Amazon says: As one of the best biographers of her generation, Claire Tomalin has written about great novelists and poets to huge success: now, she turns to look at her own life.
This enthralling memoir follows her through triumph and tragedy in about equal measure, from the disastrous marriage of her parents and the often difficult wartime childhood that followed, to her own marriage to the brilliant young journalist Nicholas Tomalin. When he was killed on assignment as a war correspondent she was left to bring up their four children - and at the same time make her own career.
She writes of the intense joys of a fascinating progression as she became one of the most successful literary editors in London before discovering her true vocation as a biographer, alongside overwhelming grief at the loss of a child.

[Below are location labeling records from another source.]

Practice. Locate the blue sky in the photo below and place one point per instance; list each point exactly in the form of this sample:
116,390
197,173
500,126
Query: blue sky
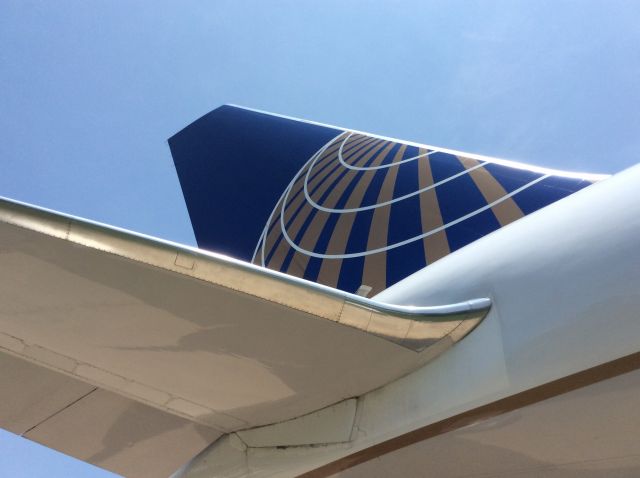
90,92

Writing with the élan and insight which characterize her biographies, Claire Tomalin sets her own life in a wider cultural and political context, vividly and frankly portraying the social pressures on a woman in the Fifties and Sixties, and showing 'how it was for a European girl growing up in mid-twentieth-century England ... carried along by conflicting desires to have children and a worthwhile working life.'
You will find it hard not to be amazed, and impossible not to be moved, by the indomitable spirit that drives this memoir. Though dealt a terrible hand in her middle years, Claire Tomalin remains so utterly without self-pity, so brimful of stoicism and courage, that at times she comes across like the heroine of a great novel. Memoirs, especially writers’ memoirs, are often the occasion for score-settling, an excuse to produce that dish best served cold, yet even in the face of mighty provocation, this writer transcends petulance and piety. Such is her restraint, indeed, that the reader may feel occasionally chastened by the high-mindedness of it all.

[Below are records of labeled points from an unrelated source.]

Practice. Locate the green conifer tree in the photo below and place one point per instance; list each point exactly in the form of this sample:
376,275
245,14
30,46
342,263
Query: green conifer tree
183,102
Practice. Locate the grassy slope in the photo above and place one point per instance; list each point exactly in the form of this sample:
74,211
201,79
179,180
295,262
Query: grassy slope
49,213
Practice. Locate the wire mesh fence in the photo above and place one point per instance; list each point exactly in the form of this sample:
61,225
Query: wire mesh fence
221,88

It is, I should add, a hugely entertaining book. Having read her work, I expected the biographer’s lightness of touch, instinctive sympathy and eye for the killer detail; here those attributes are enlivened by a story she knows better than anyone else’s. Born of artistic middle-class parents – her father a French rationalist, her mother a Christian Scientist from Liverpool – she had a childhood disrupted by the war and haunted by a distinct perception: “As soon as I was aware of anything I knew my father disliked me.” Her parents’ marriage was gothically wretched. She was conceived on a holiday in Cornwall on the same day her father had “thought seriously” of killing her mother. Again, it sounds as if it should be in a novel. They separated when she was eight, in 1941.